Rosas Rintel precisó que la tarea central asignada a los antropólogos que integran los proyectos es “convencerlos (a los pobladores) de la importancia de preservar el patrimonio arqueológico de la región y comprometerlos a que asuman un rol activo en la protección de los sitios”.
Durante la ejecución de los proyectos, pobladores locales son contratados para participar en las labores de conservación de estructuras arqueológicas. Todos ellos son instruidos en técnicas modernas de conservación, que incluyen limpieza de paramentos, preparación de morteros estabilizados, sellado de grietas, restitución de partes perdidas de muros, entre otras. Incluso, en algunos casos, “ellos mismos aportan propuestas basadas en su conocimiento tradicional de construcción de viviendas”, sostuvo el responsable de la UE.

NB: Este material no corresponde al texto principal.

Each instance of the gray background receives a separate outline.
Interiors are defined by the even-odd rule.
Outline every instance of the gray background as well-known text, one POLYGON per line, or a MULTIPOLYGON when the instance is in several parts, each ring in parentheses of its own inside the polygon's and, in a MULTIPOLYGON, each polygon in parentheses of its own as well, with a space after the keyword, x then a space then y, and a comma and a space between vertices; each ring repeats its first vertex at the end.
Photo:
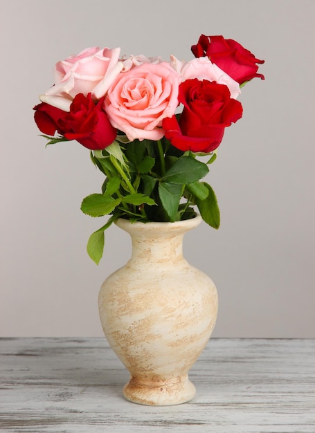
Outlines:
POLYGON ((222 227, 204 223, 185 255, 219 292, 217 337, 315 337, 314 0, 2 1, 0 335, 102 335, 99 287, 130 254, 106 234, 96 266, 85 252, 102 225, 80 210, 102 176, 76 142, 45 149, 33 122, 55 63, 92 46, 192 58, 201 33, 236 39, 265 59, 240 95, 207 177, 222 227))

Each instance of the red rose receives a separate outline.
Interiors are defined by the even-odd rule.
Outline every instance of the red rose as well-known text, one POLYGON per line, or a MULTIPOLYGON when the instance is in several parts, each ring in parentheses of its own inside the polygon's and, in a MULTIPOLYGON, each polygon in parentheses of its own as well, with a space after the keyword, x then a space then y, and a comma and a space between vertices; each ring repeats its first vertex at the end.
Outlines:
POLYGON ((255 77, 264 80, 264 75, 257 73, 258 66, 256 64, 264 63, 264 60, 256 59, 251 51, 233 39, 201 35, 191 50, 196 57, 208 57, 240 84, 255 77))
POLYGON ((104 98, 96 104, 91 93, 78 93, 73 99, 70 111, 64 111, 42 102, 34 107, 35 120, 39 130, 49 136, 57 131, 68 140, 76 140, 91 150, 100 150, 111 145, 117 131, 102 109, 104 98))
POLYGON ((225 84, 207 80, 186 80, 179 86, 183 104, 179 120, 173 116, 163 120, 165 136, 183 151, 210 152, 219 146, 229 127, 242 117, 240 102, 231 98, 225 84))
POLYGON ((34 119, 39 131, 48 136, 55 135, 56 131, 59 134, 64 135, 60 120, 67 114, 66 111, 46 102, 36 105, 33 110, 35 110, 34 119))
POLYGON ((96 104, 91 93, 76 95, 70 106, 70 112, 60 121, 68 140, 76 140, 91 150, 101 150, 115 140, 117 131, 102 109, 104 98, 96 104))

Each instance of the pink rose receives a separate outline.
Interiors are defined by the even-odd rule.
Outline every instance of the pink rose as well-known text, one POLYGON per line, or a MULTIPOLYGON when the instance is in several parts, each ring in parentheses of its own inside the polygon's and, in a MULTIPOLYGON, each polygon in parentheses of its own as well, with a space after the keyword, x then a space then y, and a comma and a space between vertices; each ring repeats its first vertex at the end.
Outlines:
POLYGON ((178 105, 181 79, 168 63, 143 63, 121 72, 109 87, 105 109, 111 125, 133 141, 160 140, 162 120, 178 105))
POLYGON ((78 55, 58 62, 55 85, 39 99, 66 111, 75 95, 91 93, 95 100, 104 96, 123 68, 118 62, 120 48, 87 48, 78 55))
POLYGON ((236 99, 241 93, 240 84, 226 73, 212 63, 208 57, 199 57, 190 62, 181 62, 174 56, 171 56, 171 65, 179 72, 183 81, 197 78, 199 80, 215 81, 218 84, 225 84, 228 87, 231 98, 236 99))

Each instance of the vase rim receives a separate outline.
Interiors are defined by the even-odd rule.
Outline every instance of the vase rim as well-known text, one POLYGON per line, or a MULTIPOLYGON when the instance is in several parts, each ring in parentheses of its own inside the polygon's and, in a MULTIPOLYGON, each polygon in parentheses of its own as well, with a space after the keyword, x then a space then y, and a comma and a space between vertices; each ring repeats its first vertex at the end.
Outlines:
POLYGON ((129 219, 125 219, 124 218, 118 218, 115 224, 122 228, 123 230, 127 229, 128 228, 134 228, 135 229, 141 228, 143 230, 152 230, 152 228, 172 228, 172 229, 181 229, 185 228, 186 230, 190 230, 194 228, 200 224, 202 221, 201 217, 199 214, 195 212, 195 215, 193 218, 189 218, 188 219, 183 219, 179 221, 174 222, 163 222, 163 221, 135 221, 132 223, 129 219))

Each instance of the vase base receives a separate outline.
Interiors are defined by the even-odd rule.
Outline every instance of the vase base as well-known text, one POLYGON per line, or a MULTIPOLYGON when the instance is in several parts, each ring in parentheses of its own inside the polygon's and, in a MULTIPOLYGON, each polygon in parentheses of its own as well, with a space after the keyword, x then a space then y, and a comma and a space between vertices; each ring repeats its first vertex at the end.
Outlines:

En los cerca de 10 meses de ejecución de proyectos, se generaron más cerca de doscientos puestos de trabajo, los cuales fueron ocupados por pobladores de las comunidades de Marcahuamachuco, Coipín y Urpay.
Isabel Cerna
Trabajador Proyecto Monjas D
Comunidad de Marcahuamachuco
“La Unidad Ejecutora está trabajando muy bien con nosotros, con los integrantes de esta comunidad. Antes éramos guardianes y cuidadores, ahora estamos trabajando en los proyectos de la comunidad.”
Paulo Otiniano
Trabajador Proyecto Monjas B
Comunidad de Marcahuamachuco
“Trabajé en arqueología y he aprendido mucho. Tenemos que cuidar nuestro complejo y no maltratarlo. Que vengan más proyectos para que quede bonito”.
Pedro Anticona
Trabajador Proyecto Monjas B
Comunidad de Marcahuamachuco
“Marcahuamachuco es maravillosos para nosotros, nos sentimos contentos y esperamos seguir teniendo trabajo. Nosotros respetamos todo lo que nuestra Unidad Ejecutora nos ha dado a conocer y por ese lado siempre cuidaremos nuestro complejo. Esto es lo nuestro y, más aún, como marcahuamachuquinos que somos, tenemos que cuidarlo para que haya más trabajo y sea recursos para nosotros mismos”.
Pablo Anticona
Teniente Gobernador
Comunidad de Marcahuamachuco
“Nos sentimos contentos y agradecidos porque beneficia la economía de nuestros hogares y nos ofrece la posibilidad de tener un cambio de vida. Necesitamos este cambio porque la agricultura tiene que agotarse acá para darle una oportunidad a nuestro complejo de que tenga un desarrollo turístico y que no se quede oculto como antes. Esperamos que nuestra Unidad Ejecutora tenga la opción de continuar con buenos proyectos para que nosotros seamos también los beneficiados”.